本発明の「実質的に高レベルの結合」は、当該分野で公知の任意の結合測定法、例えば後述されるものを使用して測定され、適当な統計的検定、例えばスチューデントt検定により調べると、精神分裂病患者から得られた試料へのペプチドの結合の測定されたレベルは、非精神分裂病患者から得られた試料への同じペプチドの結合の測定されたレベルより有意に高い。
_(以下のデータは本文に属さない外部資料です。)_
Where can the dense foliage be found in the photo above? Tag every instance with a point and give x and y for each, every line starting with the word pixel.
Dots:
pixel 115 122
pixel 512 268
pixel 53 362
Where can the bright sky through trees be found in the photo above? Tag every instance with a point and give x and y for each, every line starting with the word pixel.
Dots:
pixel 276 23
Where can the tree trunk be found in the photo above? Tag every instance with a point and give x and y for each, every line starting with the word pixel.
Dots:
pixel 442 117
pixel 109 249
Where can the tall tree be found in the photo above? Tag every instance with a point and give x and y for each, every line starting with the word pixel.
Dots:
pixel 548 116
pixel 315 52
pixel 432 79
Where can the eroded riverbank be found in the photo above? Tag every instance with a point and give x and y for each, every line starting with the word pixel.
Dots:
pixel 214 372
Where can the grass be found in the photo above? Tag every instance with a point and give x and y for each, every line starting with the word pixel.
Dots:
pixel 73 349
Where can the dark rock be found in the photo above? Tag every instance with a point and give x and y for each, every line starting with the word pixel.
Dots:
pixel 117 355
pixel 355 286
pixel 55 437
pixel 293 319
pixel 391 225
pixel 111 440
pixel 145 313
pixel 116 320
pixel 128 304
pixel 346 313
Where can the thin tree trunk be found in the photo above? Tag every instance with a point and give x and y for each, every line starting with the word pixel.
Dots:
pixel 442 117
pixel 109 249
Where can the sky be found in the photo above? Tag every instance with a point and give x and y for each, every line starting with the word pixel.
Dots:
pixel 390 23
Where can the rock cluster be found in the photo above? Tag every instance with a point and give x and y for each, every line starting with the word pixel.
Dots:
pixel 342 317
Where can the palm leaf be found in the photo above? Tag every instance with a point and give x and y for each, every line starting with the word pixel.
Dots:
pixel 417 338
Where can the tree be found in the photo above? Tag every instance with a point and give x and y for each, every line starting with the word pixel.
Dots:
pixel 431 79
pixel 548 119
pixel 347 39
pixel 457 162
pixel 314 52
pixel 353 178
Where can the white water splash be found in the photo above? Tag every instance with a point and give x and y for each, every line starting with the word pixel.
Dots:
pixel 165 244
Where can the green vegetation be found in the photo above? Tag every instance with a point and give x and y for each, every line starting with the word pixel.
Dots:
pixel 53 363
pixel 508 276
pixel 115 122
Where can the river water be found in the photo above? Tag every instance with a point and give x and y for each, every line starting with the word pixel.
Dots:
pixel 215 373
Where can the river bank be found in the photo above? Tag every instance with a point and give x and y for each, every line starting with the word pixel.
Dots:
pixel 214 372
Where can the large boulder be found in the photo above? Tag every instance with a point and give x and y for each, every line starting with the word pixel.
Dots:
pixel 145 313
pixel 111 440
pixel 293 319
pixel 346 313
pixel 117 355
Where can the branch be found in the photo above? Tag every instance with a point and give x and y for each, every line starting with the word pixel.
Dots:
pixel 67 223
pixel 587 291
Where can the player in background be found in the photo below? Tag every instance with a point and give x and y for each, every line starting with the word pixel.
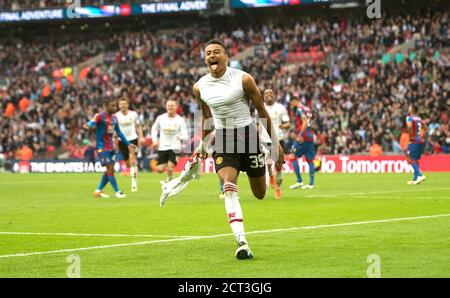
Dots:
pixel 172 130
pixel 417 130
pixel 304 145
pixel 224 96
pixel 129 124
pixel 280 120
pixel 106 124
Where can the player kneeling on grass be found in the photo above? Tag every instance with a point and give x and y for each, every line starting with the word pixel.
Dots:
pixel 106 124
pixel 417 129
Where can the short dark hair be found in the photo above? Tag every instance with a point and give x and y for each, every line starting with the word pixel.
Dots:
pixel 218 42
pixel 107 100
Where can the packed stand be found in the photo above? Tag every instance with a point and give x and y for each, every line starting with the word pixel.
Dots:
pixel 358 96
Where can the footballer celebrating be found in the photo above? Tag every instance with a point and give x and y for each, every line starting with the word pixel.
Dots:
pixel 172 131
pixel 417 129
pixel 280 120
pixel 131 128
pixel 106 124
pixel 224 95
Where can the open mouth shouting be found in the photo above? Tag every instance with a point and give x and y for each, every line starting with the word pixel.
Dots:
pixel 214 64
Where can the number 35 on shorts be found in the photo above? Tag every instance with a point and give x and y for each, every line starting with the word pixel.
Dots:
pixel 257 161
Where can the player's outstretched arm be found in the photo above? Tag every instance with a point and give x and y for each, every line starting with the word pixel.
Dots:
pixel 252 93
pixel 206 122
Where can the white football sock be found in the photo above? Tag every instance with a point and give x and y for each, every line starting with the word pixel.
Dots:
pixel 234 211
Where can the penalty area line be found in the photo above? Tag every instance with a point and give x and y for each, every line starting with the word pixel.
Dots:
pixel 223 235
pixel 91 235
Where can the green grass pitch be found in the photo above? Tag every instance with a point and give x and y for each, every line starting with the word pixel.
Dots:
pixel 136 238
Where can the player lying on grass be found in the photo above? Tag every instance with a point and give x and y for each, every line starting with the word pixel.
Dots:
pixel 106 124
pixel 417 130
pixel 224 96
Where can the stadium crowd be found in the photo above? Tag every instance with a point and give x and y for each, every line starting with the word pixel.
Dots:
pixel 358 90
pixel 8 5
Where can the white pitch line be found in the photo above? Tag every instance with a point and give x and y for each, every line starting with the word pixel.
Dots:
pixel 360 193
pixel 222 235
pixel 92 235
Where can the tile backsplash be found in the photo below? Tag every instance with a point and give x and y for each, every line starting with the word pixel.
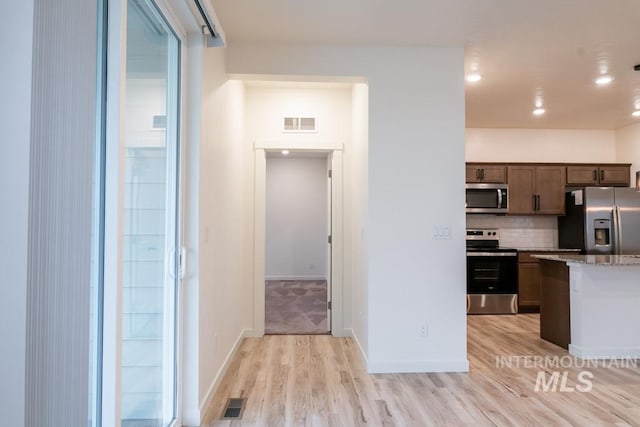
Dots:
pixel 539 232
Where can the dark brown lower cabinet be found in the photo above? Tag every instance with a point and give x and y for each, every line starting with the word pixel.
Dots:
pixel 555 313
pixel 528 283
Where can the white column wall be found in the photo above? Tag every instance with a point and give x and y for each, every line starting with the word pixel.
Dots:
pixel 224 296
pixel 416 182
pixel 628 148
pixel 356 205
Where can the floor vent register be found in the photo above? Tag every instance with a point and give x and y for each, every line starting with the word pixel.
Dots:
pixel 234 409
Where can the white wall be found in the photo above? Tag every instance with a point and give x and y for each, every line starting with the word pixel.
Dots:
pixel 296 218
pixel 225 264
pixel 267 104
pixel 356 209
pixel 540 145
pixel 628 148
pixel 416 137
pixel 16 38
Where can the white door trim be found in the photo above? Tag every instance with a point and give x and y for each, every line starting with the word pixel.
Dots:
pixel 334 148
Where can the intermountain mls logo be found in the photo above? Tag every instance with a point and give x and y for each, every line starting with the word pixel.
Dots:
pixel 551 383
pixel 566 374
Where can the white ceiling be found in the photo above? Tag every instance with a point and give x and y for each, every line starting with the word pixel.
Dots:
pixel 523 48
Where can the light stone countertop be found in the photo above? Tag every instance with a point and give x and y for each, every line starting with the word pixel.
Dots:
pixel 605 260
pixel 547 250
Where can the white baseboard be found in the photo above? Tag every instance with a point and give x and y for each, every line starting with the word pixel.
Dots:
pixel 604 352
pixel 418 366
pixel 355 339
pixel 295 278
pixel 221 372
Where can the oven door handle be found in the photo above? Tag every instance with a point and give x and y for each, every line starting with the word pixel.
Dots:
pixel 479 254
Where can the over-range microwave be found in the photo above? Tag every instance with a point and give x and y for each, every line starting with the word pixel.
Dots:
pixel 487 198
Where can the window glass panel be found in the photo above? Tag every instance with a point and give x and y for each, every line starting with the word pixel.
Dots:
pixel 149 219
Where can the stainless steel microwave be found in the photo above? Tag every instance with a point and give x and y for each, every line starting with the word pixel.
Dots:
pixel 487 198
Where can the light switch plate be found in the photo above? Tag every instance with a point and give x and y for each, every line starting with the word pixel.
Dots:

用語「連続的配列」は、その末端に陽性荷電a.a.を含む、配列番号1〜4の任意の配列の5〜7個のa.a.の中断されない配列に関する。陽性荷電a.a.は好ましくはリジン(配列中ではKとして示す)であるが、アルギニン(R)またはヒスチジン(H)でもよい。
連続的配列は、より長い最大10a.a.のペプチドの一部でもよく、連続的配列はペプチド中のどこにあってもよい。ペプチドが7を超えるa.a.を含み、連続的配列がペプチドの1つの末端にある場合、大きいペプチドがその1つの末端に陽性荷電a.a.を含むように、陽性荷電a.a.は配列(これは、より長いペプチドの追加のa.a.に結合していない)の開いた末端にある。連続的配列がペプチドの真ん中にある場合、ペプチドは、連続的配列の陽性荷電a.a.以外に、その1つの末端に少なくとも1つの追加の陽性荷電a.a.を含む。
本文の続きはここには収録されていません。